UK SECURES EU FUNDING TO LEAD THE FIGHT AGAINST FOOD FRAUD
Protecting consumers and industry from food fraud is the aim of a new €12 million, EU-funded project being launched today.
This new five-year project, led by the UK’s Food and Environment Research Agency (Fera), will address these issues at a European level. The FoodIntegrity project will bring together major stakeholders and scientific expertise from across the world.
Defra Minister for Food, George Eustice stated: “The UK has some of the highest standards of food safety in the world and is home to some of the best minds in science. I’m immensely proud that we have been chosen to drive world-leading, cutting-edge research that will improve our ability to prevent food fraud.”
Fera is at the forefront of research in this area with over twenty years’ experience in food authenticity.
Paul Brereton, FoodIntegrity Project Co-ordinator and Head of Agri-food Research at Fera, added: “As the perpetrators of food fraud use increasingly sophisticated methods to avoid detection so science must develop to detect and prevent this crime. The project will provide a focal point for the sharing and exploitation of European research aimed at protecting the integrity of food production in Europe.”
The FoodIntegrity project will: • establish in the UK a self-sustaining early warning system to identify emerging risks of food fraud. Text mining and webcrawler technologies will look at consumer behaviour and a range of inputs (technological, public health, environment, socio-economic and demographic changes, agricultural, global trade). The system will link into existing data sources and technology centres such as that of National centre for Food defence and protection in the US. • invest €3 million to close gaps in existing research on food fraud. • make testing methods for food fraud consistent across all Member States to improve food law enforcement across Europe. • establish groups of independent experts to share information on food authenticity and food fraud with the European Commission, Codex and other national/international bodies. • establish a self-sustaining worldwide network of industry, regulator and consumer representatives to ensure maximum uptake of the project legacy, including the independent expert network, data sharing, early warning systems. • carry out a consumer study in China to assess Chinese consumer attitudes in the face of substantial counterfeiting of European food. (There is evidence that some UK exports are being undermined by counterfeiting in foreign markets).
Maintaining the integrity of European foods is vital to protect both consumers and industry.

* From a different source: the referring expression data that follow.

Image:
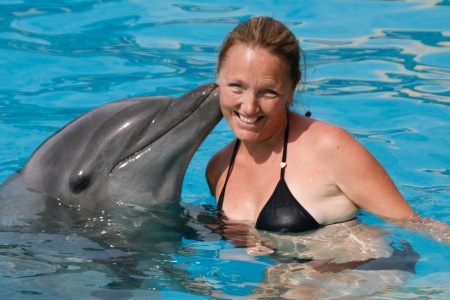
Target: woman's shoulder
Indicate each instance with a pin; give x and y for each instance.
(217, 165)
(319, 134)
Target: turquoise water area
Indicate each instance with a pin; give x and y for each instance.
(378, 68)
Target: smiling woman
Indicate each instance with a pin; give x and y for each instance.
(326, 176)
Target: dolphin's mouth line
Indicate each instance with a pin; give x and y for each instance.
(137, 154)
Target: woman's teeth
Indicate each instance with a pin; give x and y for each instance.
(248, 120)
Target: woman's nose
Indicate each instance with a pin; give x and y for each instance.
(250, 104)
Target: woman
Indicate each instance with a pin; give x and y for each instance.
(285, 171)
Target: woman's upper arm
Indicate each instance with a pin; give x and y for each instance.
(363, 179)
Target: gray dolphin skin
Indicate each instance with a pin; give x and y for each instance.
(133, 151)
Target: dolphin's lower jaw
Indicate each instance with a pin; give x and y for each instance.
(134, 151)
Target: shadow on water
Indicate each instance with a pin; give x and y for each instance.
(119, 250)
(70, 252)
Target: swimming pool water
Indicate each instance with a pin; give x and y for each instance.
(380, 69)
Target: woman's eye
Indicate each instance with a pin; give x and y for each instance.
(270, 93)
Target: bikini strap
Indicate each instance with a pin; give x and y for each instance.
(283, 160)
(286, 137)
(230, 168)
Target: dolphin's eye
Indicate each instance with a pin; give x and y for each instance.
(80, 185)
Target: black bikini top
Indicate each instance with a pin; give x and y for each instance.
(282, 211)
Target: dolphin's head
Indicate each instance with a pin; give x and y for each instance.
(130, 151)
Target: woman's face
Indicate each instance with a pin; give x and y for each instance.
(255, 88)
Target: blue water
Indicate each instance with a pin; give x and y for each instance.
(380, 69)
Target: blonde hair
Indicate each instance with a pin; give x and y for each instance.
(268, 34)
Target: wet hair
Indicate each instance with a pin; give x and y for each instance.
(268, 34)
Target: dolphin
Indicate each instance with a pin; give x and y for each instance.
(133, 151)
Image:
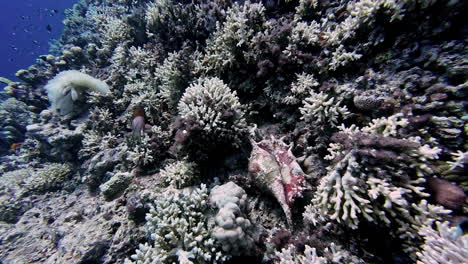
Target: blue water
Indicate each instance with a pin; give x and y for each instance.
(25, 33)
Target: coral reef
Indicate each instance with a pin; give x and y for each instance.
(442, 244)
(212, 116)
(232, 226)
(179, 174)
(355, 110)
(179, 231)
(68, 86)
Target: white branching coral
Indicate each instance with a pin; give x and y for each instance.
(179, 231)
(323, 109)
(301, 88)
(341, 57)
(170, 78)
(374, 178)
(444, 244)
(233, 37)
(179, 174)
(361, 13)
(332, 254)
(215, 110)
(289, 256)
(141, 154)
(460, 158)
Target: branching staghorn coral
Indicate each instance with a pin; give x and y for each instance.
(233, 37)
(301, 88)
(232, 225)
(179, 231)
(322, 110)
(443, 244)
(215, 114)
(179, 174)
(376, 177)
(332, 254)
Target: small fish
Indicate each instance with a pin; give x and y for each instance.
(15, 146)
(138, 123)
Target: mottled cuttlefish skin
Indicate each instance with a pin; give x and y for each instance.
(274, 168)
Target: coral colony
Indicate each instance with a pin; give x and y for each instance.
(197, 132)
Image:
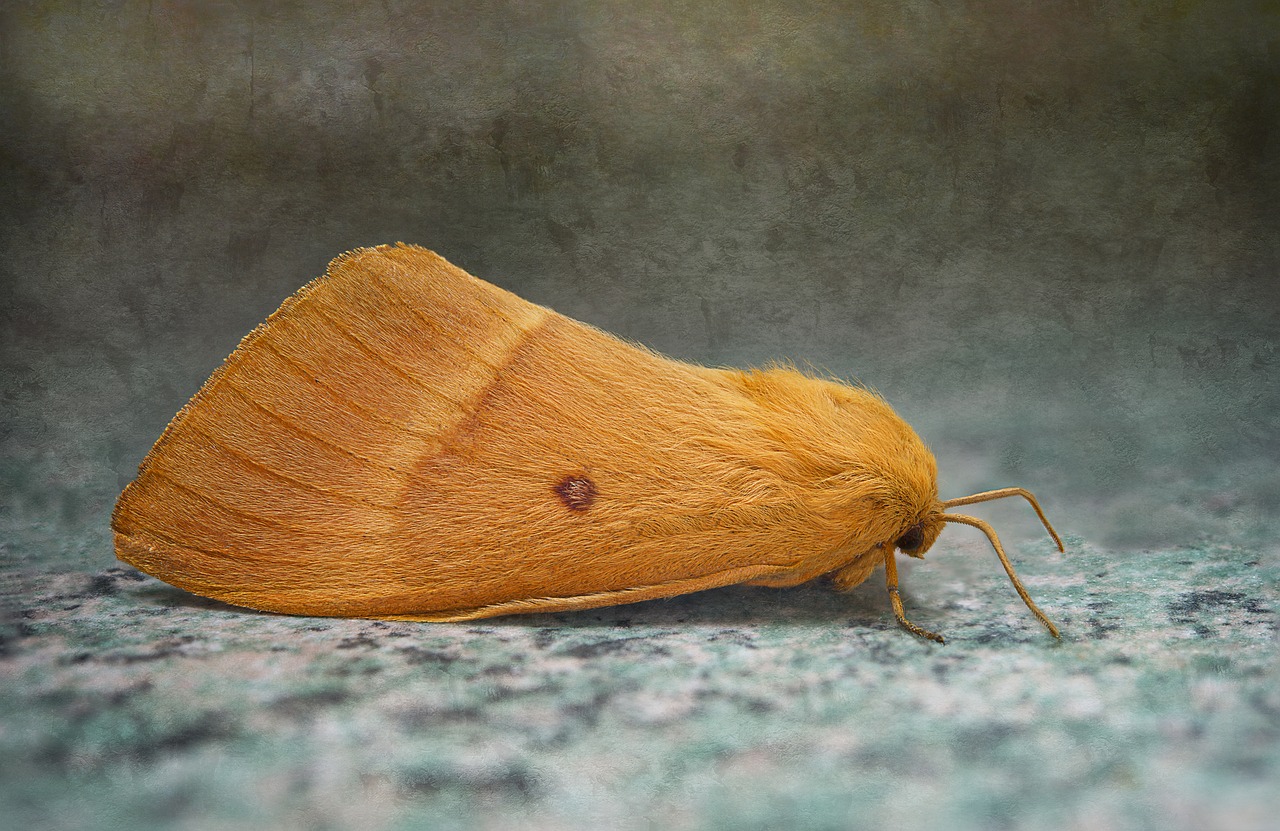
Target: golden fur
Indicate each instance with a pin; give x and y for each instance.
(402, 439)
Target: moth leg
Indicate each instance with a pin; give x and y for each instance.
(891, 579)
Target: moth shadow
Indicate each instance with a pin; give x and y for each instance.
(161, 596)
(740, 605)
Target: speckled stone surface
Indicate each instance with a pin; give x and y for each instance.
(1046, 232)
(132, 704)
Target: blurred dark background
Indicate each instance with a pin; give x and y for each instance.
(1048, 233)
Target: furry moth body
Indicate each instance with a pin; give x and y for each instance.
(403, 441)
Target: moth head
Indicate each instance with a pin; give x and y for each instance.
(919, 535)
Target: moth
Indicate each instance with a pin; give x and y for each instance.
(405, 441)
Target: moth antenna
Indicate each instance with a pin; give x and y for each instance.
(987, 496)
(891, 580)
(1009, 567)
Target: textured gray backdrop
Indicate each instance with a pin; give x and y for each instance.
(1048, 232)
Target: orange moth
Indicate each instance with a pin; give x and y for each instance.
(403, 441)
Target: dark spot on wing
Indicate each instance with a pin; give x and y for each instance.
(577, 493)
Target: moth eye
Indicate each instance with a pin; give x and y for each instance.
(913, 538)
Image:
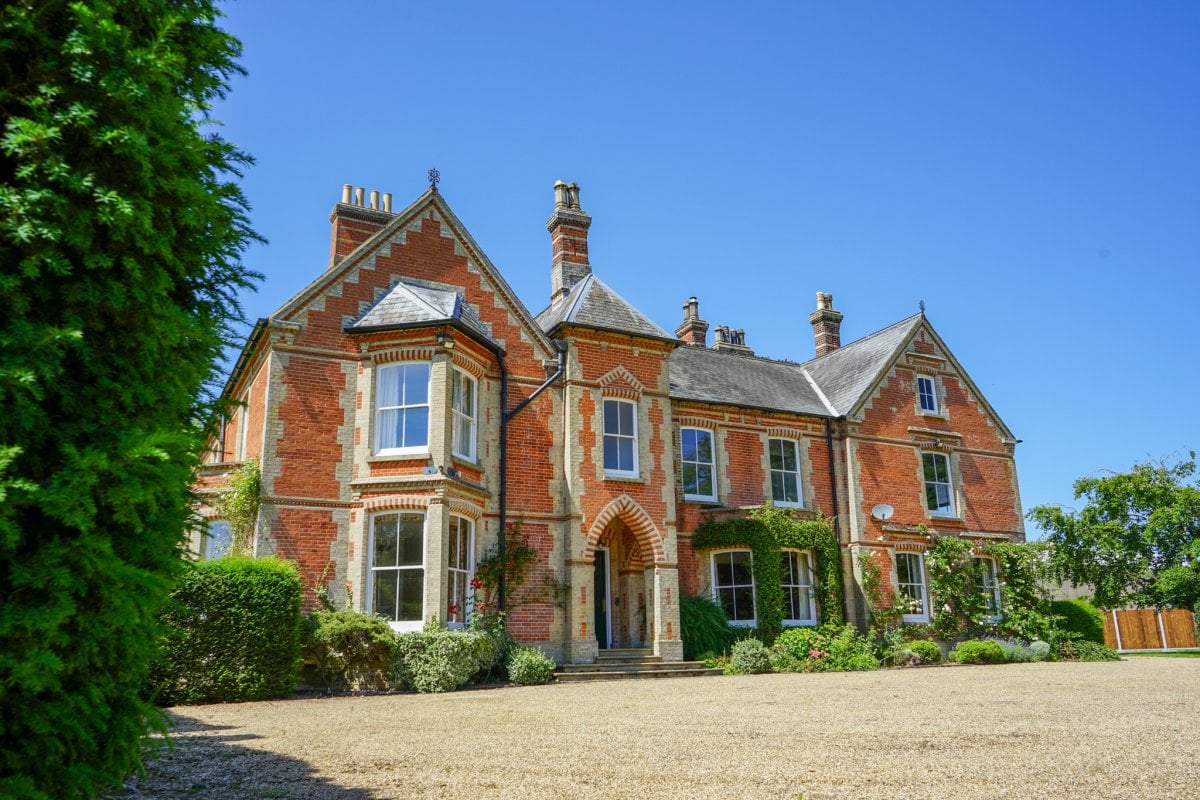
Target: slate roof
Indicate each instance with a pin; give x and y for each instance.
(831, 385)
(411, 304)
(735, 379)
(592, 304)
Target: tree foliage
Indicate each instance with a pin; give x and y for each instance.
(120, 236)
(1137, 539)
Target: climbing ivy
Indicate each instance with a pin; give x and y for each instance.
(766, 533)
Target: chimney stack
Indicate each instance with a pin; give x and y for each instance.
(354, 221)
(826, 325)
(694, 330)
(569, 241)
(731, 340)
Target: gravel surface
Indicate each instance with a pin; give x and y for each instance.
(1116, 729)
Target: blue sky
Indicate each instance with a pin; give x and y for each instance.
(1030, 170)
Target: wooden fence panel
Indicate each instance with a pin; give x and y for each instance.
(1144, 629)
(1180, 626)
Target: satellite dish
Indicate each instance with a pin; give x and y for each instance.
(882, 511)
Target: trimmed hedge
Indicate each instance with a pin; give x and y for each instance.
(1080, 617)
(349, 650)
(232, 633)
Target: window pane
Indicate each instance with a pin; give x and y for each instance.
(417, 384)
(412, 540)
(391, 428)
(689, 479)
(627, 419)
(743, 603)
(741, 561)
(610, 453)
(385, 545)
(412, 588)
(389, 386)
(384, 600)
(625, 455)
(724, 569)
(417, 427)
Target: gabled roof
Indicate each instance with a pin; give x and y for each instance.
(591, 304)
(735, 379)
(847, 374)
(431, 198)
(412, 302)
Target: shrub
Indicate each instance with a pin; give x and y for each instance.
(437, 660)
(531, 667)
(828, 648)
(927, 651)
(233, 633)
(349, 649)
(1014, 651)
(1071, 649)
(978, 651)
(1079, 617)
(749, 657)
(703, 626)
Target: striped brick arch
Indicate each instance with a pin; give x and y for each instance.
(635, 518)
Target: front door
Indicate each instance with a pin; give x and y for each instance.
(600, 597)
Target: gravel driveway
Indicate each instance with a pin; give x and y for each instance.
(1117, 729)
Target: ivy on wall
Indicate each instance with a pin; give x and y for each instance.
(766, 533)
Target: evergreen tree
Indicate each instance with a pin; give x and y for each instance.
(120, 240)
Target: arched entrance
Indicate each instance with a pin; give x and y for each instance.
(621, 589)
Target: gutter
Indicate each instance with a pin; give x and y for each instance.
(505, 417)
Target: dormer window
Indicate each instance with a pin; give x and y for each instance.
(927, 395)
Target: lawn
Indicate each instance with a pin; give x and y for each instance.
(1111, 729)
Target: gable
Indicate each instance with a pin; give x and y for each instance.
(424, 245)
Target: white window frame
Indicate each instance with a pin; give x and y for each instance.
(799, 477)
(931, 380)
(208, 549)
(372, 570)
(697, 464)
(919, 588)
(754, 590)
(606, 435)
(990, 587)
(459, 380)
(459, 577)
(948, 483)
(381, 371)
(807, 578)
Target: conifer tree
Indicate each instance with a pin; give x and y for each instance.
(121, 232)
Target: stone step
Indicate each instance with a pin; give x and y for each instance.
(690, 672)
(631, 666)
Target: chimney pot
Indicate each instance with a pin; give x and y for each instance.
(826, 325)
(569, 241)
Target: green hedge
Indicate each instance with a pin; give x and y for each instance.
(767, 531)
(232, 633)
(1079, 617)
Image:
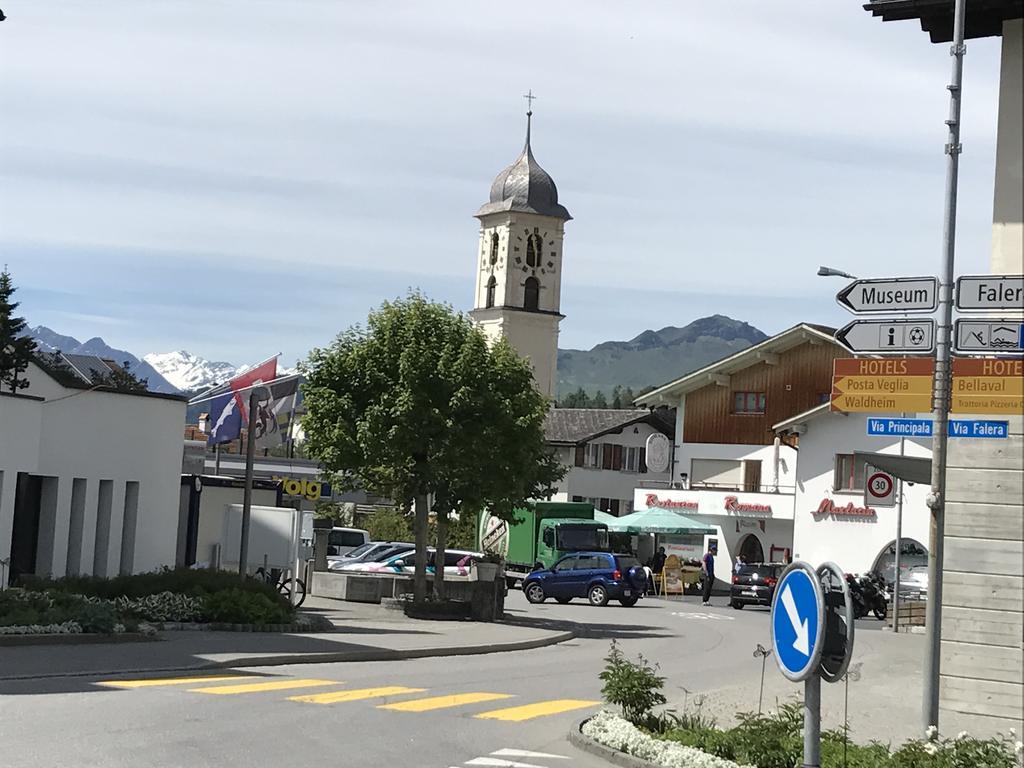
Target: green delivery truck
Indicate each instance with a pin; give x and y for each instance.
(542, 532)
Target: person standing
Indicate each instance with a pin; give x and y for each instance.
(708, 566)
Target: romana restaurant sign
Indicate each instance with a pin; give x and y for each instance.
(654, 501)
(828, 507)
(736, 507)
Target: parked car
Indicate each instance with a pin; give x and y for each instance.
(456, 563)
(372, 552)
(342, 541)
(754, 585)
(598, 577)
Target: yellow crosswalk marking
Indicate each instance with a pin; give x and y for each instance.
(170, 681)
(259, 687)
(442, 702)
(353, 695)
(528, 712)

There must be consumer confidence in the authenticity of all food products. EU food law makes it clear that it is the responsibility of food businesses to ensure the food they sell is safe and is as described. Although commonly considered to be a largely economic issue, there can be serious food safety implications as a result fraudulent products being sold to consumers. The food industry also suffers as perpetrators attempt to cash in on the added value of UK and EU food products and undermine the competitiveness of the agri-food economy.
The project’s first dissemination conference, “Food Fraud - the Analytical Tools”, also takes place this week. The conference will showcase Defra’s cutting edge Food Authenticity programme and European research into food authenticity.